Read more about Harry Lambert and his work.


Law Roach and Zendaya

Law Roach is one of the best stylists in the fashion landscape, constantly pulling fresh off-the-runway looks and archival/vintage pieces, Roach’s range is immense. His clientele is vast and perfectly adapts to his client’s own philosophies and values, size and proportions, and personal style. Roach has styled Zendaya in Marc Jacobs and Louis Vuitton, and many others.
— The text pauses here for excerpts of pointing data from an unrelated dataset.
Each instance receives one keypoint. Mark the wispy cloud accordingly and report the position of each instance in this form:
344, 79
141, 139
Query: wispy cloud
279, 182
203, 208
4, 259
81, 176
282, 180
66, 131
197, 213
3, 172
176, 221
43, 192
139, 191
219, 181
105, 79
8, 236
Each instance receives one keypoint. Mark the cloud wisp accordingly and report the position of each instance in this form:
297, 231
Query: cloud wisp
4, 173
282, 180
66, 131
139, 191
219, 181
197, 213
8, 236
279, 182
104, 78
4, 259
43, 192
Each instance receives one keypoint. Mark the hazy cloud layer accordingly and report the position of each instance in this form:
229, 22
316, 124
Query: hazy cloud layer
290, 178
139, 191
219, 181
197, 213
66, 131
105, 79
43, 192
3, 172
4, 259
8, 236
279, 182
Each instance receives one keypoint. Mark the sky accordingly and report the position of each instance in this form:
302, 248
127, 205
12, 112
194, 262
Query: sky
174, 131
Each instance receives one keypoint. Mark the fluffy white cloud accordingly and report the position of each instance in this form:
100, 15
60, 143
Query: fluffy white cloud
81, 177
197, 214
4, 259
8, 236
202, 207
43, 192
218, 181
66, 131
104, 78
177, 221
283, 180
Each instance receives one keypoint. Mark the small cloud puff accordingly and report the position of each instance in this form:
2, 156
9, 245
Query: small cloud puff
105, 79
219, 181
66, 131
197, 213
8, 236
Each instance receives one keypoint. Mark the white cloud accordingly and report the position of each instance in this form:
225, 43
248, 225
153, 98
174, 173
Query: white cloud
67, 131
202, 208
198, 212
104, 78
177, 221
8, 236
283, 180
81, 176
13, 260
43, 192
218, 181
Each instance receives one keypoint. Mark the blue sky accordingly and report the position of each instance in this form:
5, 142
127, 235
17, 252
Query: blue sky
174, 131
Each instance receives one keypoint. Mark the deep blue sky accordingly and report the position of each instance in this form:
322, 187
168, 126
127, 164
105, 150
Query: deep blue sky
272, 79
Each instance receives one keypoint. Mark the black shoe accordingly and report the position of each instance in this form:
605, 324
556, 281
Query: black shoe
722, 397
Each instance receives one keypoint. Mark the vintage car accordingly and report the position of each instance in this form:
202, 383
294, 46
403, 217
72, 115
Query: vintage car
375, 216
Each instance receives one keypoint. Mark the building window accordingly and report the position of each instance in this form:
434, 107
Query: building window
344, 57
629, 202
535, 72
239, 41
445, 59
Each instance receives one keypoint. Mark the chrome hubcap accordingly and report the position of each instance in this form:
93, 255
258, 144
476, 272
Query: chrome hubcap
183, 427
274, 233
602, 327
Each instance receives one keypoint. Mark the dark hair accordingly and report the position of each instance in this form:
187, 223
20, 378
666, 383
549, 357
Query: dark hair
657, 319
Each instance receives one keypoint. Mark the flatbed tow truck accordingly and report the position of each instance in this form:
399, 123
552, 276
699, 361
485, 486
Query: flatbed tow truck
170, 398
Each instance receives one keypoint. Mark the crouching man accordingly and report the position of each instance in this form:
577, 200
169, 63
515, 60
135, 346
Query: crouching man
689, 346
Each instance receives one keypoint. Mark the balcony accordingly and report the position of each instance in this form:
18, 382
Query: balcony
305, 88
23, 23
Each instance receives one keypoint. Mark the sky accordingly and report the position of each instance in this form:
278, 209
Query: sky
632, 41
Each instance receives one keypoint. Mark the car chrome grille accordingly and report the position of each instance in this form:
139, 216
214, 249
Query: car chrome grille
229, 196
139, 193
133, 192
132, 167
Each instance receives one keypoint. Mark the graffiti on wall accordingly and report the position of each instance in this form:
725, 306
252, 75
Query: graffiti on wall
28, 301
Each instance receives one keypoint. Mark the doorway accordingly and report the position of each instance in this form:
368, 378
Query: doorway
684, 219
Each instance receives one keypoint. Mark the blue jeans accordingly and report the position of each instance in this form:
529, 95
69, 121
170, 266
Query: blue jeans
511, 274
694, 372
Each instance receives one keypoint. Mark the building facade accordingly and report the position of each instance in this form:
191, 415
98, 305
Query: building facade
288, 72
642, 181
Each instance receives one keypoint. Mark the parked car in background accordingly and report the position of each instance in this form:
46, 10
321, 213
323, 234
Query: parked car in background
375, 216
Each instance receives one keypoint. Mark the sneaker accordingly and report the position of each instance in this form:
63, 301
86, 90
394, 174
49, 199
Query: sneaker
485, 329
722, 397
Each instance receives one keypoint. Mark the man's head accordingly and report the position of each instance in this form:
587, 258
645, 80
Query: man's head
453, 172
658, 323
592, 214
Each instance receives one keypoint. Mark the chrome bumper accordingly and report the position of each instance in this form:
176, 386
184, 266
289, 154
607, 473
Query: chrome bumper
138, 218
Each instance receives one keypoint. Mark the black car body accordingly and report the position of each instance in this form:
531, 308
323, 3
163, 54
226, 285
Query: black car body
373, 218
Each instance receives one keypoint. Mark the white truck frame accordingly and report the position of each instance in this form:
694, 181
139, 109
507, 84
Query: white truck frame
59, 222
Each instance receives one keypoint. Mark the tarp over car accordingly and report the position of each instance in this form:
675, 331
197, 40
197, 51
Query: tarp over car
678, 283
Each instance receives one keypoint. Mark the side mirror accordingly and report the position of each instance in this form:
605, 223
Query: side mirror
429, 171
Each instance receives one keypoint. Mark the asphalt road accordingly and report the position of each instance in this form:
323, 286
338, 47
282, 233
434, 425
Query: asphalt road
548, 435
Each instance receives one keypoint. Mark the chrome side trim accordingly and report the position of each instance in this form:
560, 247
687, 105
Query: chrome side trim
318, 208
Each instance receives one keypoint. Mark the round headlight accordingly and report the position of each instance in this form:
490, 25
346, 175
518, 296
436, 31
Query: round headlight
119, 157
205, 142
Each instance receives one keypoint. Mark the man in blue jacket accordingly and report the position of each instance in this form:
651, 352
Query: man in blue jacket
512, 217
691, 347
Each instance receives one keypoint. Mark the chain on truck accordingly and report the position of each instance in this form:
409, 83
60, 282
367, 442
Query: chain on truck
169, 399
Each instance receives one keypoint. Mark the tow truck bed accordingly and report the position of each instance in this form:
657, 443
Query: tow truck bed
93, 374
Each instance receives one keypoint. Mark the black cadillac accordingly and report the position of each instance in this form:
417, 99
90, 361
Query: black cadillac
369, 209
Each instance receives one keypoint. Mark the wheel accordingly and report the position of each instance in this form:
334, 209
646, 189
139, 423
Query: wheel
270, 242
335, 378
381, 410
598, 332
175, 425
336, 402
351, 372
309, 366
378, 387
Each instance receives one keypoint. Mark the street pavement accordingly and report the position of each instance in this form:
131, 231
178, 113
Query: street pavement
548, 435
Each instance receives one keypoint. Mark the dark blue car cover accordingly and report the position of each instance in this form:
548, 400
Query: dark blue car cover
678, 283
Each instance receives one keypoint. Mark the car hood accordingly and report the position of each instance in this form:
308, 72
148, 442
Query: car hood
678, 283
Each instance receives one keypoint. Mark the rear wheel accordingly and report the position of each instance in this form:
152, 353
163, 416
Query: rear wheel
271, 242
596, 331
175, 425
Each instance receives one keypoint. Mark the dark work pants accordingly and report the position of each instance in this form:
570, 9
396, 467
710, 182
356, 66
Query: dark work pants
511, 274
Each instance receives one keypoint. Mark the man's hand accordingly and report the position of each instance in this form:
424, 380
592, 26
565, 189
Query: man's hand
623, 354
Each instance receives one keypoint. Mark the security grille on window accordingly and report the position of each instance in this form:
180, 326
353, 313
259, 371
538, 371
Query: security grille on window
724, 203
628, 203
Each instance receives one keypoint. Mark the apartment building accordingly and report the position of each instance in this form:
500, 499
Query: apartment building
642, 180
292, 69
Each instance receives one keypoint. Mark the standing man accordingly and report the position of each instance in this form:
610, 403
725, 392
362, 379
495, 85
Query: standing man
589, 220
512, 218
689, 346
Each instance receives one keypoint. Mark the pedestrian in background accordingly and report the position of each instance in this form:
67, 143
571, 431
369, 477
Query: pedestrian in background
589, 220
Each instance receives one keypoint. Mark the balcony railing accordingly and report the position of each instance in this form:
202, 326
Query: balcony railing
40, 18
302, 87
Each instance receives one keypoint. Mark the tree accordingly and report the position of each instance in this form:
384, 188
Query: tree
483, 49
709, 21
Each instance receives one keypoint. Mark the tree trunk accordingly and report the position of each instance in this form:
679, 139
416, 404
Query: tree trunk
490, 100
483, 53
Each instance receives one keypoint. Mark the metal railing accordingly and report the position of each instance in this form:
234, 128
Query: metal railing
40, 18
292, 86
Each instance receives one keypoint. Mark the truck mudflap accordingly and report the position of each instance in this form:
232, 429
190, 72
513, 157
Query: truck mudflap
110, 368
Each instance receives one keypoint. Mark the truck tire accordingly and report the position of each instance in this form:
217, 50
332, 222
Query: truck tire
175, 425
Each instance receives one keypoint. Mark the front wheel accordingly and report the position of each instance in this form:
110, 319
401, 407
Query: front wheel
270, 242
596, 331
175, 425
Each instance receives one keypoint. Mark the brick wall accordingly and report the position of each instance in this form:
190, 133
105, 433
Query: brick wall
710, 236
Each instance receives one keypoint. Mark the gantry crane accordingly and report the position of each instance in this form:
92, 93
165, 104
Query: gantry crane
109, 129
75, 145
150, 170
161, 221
Read here to learn more about Law Roach.



Marc Jacobs: Zendaya wears fresh off-the-runway Marc Jacobs from his Autumn/Winter 2018 Ready-to-Wear. This color-blocked and strong-shouldered suit was a perfect reference to the 80s resurgence of the time (arguably still happening). This collection took the main traits of the 80s and exaggerated them even more while managing to bring them into the modern world. This look has the potential to swallow the wearer whole, but the circular hat really adds an organic aspect to this highly geometric look, creating dimension and variety.



Louis Vuitton: When Zendaya signed a contract with Louis Vuitton, people were quite worried, as Nicholas Ghesquiere’s collections for the house are, well, not loved by many. That’s why so many people are turned off by celebrities wearing Louis Vuitton. But Law Roach proved himself once again, making Louis Vuitton look amazing on Zendaya. For Resort 2015, Ghesquiere designed an eclectic and sporty collection, a soon-to-be staple for him. The ensemble was styled quite differently on the runway versus on Zendaya. On the runway – yellow strappy heels and on Zendaya – black stiletto thigh highs. The styling is too different to be unequivocally compared, as they were trying to emulate different things.


Celebrities are not exempt from having personal style – many of them do. But when it comes to professional events like the red carpet, that’s where the stylists come in.


Stylists put their hard work into creating the perfect ensemble for their clients. They need to source the designs from the designers, arrange them on the person’s body, take in their proportions and size, and think on theme. The celebrity didn’t do it on their own. Stylists deserve to be credited for their intellectual and physical work, even if it’s just a man in a tux.